On that day, I was at business canteen ordering my dinner before class. I planned to order shrimp noodles at the noodles store. When the uncle asked me my order, I said in Chinese: “I want a bowl of ‘Xia Mian’.” The uncle looked at me, and asked: “Ha Mian?” I shake my head and repeated my order: “I want ‘Xia Mian’.” The uncle frowned at me and asked again: “Ha Mian??” I felt very puzzled, and repeated: “Xia Mian.” Then the aunty who is cooking noodle came and said: “you want ‘Ha Mian’ or not?” This time, I told her in English “I want shrimp noodles.” Then the aunty whispered: “eh, ‘Ha Mian’ loh.”

After this incidence, I felt that although I have been here for almost five years, there are still a lot of intercultural differences I haven’t found out. Although most Chinese Singaporeans know how to speak Chinese, The ways we speak, and the words we use are very different.

I also have the feeling that English have played an extremely important role in today’s world.
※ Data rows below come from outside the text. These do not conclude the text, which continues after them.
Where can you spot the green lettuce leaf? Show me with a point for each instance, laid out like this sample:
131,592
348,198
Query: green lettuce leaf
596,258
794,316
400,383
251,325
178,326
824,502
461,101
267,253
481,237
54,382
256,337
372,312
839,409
If I don’t know English, I could never have that bowl of shrimp noodles ordered.

1 comment:

  1. Hi Danhua,

    I have to say that the uncle from the noodle stall seems to be an interesting person who had mixed up his different vocabulary. Luckily you were able to use a common language to get your message through to him, if not you might have wasted your time queuing up and end up with a empty stomach. A staving person is definitely not a happy person.

    From your predicament mentioned above, I guess many a times, especially for Singapore context, we tend to have a hotchpotch of culture, mishmash of underlying innuendos and medley of languages being used daily amongst different groups of people. What and how we conserve and interact has become more informal and more colloquial. Using your experience, the uncle was probably using a dialect to confirm or order (or could be bad Chinese too), assuming that you would understand since you looked Chinese. Such expectation is quite normal and can happen to just about anyone and this is usually the fuse for other intercommunication conflicts to come. The false assumption we made while interacting in our multicultural society, will lead to dire consequences if left unrestrained. Imagine, if you waited so long in line yet cannot get your order through just because the uncle could not understand you, wouldn’t the person flare up and start to shout. (Though it might be trivial and you would not do it, but others might just be the rare outlier, could not resist the link to your field - statistics).

    One thing lead to another; if cultural miscommunication evolves out of hand, a small spark of tension could lead to a bush fire of conflict. One small bowl of prawn mee could result in a hawker brawl that might be prevented if we were more accommodating and understanding of each other’s way of behaviour and life.